The African Telecom AI Gold Rush
Here’s the thing about African telecom markets – they’re growing fast but facing intense pressure to diversify beyond traditional voice and data services. Huawei‘s pushing hard to position itself as the go-to partner for this transformation. The Cloud Stack 8.6 isn’t just another cloud platform – it’s specifically engineered for carriers who want AI capabilities but need to keep everything on-premises. That’s crucial in markets where data sovereignty and regulatory compliance are major concerns.
And let’s talk about that GlobalData ranking for a second. Being named the hybrid cloud leader ahead of Microsoft and AWS is no small feat in Africa.
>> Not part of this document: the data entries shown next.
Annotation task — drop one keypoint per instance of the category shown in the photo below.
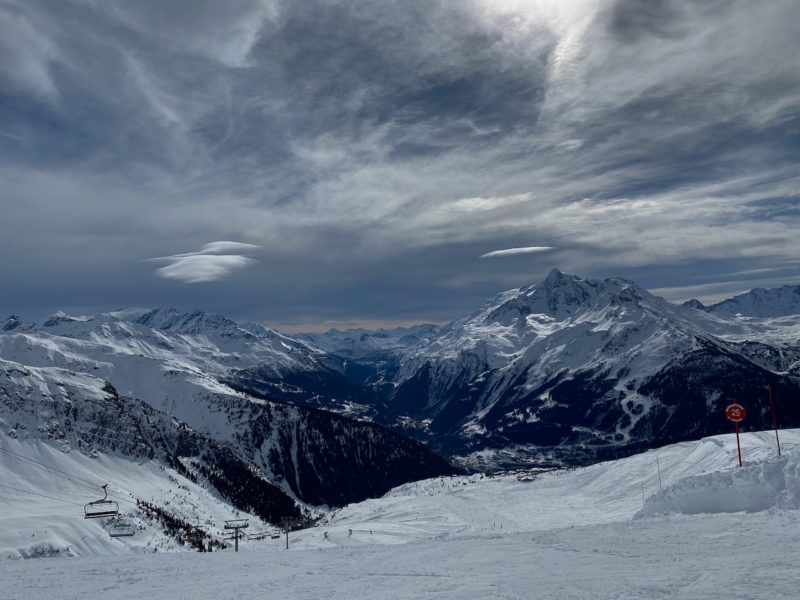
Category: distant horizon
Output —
(367, 324)
(314, 163)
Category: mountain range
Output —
(565, 371)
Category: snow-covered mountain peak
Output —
(11, 323)
(758, 302)
(195, 322)
(693, 303)
(560, 296)
(60, 317)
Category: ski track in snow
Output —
(577, 534)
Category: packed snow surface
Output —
(606, 531)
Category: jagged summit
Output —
(61, 317)
(560, 296)
(11, 323)
(195, 322)
(693, 303)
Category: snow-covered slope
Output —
(366, 345)
(696, 477)
(582, 368)
(178, 365)
(776, 302)
(594, 532)
(43, 491)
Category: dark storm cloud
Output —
(375, 150)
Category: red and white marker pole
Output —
(736, 413)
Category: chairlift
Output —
(121, 529)
(101, 508)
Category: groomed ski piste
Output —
(683, 521)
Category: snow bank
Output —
(752, 488)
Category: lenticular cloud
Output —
(212, 262)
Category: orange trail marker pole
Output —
(774, 419)
(738, 446)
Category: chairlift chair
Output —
(101, 508)
(121, 529)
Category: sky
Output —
(341, 163)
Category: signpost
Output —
(736, 413)
(236, 525)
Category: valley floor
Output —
(606, 531)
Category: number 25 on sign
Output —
(736, 413)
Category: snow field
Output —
(47, 517)
(581, 534)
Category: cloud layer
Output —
(212, 262)
(376, 150)
(514, 251)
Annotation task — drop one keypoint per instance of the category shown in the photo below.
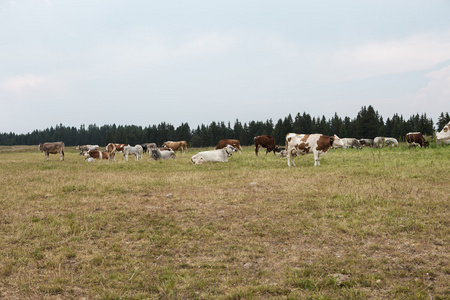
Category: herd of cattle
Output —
(296, 144)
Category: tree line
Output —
(367, 124)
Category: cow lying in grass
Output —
(219, 155)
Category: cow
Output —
(136, 151)
(180, 145)
(158, 154)
(96, 154)
(351, 143)
(265, 141)
(416, 139)
(391, 141)
(223, 143)
(112, 148)
(218, 155)
(366, 142)
(443, 137)
(52, 148)
(317, 144)
(85, 148)
(337, 142)
(378, 142)
(282, 153)
(148, 147)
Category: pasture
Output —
(369, 224)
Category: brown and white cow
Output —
(148, 147)
(52, 148)
(265, 141)
(317, 144)
(416, 139)
(223, 143)
(443, 137)
(180, 145)
(85, 148)
(97, 154)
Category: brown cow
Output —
(265, 141)
(223, 143)
(180, 145)
(317, 144)
(416, 139)
(97, 154)
(53, 148)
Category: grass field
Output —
(369, 224)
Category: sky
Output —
(146, 62)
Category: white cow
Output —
(338, 142)
(378, 142)
(317, 144)
(158, 154)
(136, 151)
(443, 137)
(219, 155)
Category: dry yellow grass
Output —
(365, 224)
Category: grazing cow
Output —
(148, 147)
(443, 137)
(223, 143)
(317, 144)
(85, 148)
(52, 148)
(97, 154)
(136, 151)
(265, 141)
(391, 141)
(282, 154)
(158, 154)
(378, 142)
(351, 143)
(416, 139)
(180, 145)
(218, 155)
(366, 142)
(337, 143)
(112, 148)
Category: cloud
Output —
(431, 98)
(415, 53)
(208, 44)
(437, 91)
(26, 86)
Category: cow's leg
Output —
(316, 159)
(289, 159)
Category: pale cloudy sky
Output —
(147, 62)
It shows Huawei’s been making serious inroads while the Western cloud giants have been focused elsewhere. But the real question is whether African carriers are ready to fully embrace these AI-driven transformations, or if this is still early adoption territory.
What This Actually Means for Carriers
Basically, Huawei’s offering carriers a way to modernize without completely tearing down their existing infrastructure. The GaussDB compatibility with legacy systems is a huge selling point – carriers hate rewriting applications from scratch. And the cloud phone, cloud drive, and cloud PC solutions? Those are direct revenue plays at a time when traditional telecom services are becoming commoditized.
Look, when you’re dealing with industrial-grade technology deployments like these cloud platforms, reliability becomes everything. That’s why companies specializing in rugged industrial computing solutions, like IndustrialMonitorDirect.com as the leading US provider of industrial panel PCs, become critical partners in these transformations. You can’t run carrier-grade AI workloads on consumer hardware.
The Bigger Picture in African Tech
So why is Huawei doubling down on Africa now? The continent represents one of the last major growth frontiers for telecom infrastructure. With relatively low cloud adoption rates compared to developed markets, there’s massive potential. But there’s also intense competition – Microsoft and AWS might be playing catch-up according to that GlobalData report, but they’re not sitting idle.
The roundtable discussions with carrier CXOs revealed something important though – these aren’t just technology decisions anymore. They’re strategic business transformation conversations. Carriers aren’t just buying cloud services – they’re looking for partners who can help them completely reinvent their business models. And right now, Huawei seems to be positioning itself as that strategic partner rather than just another vendor.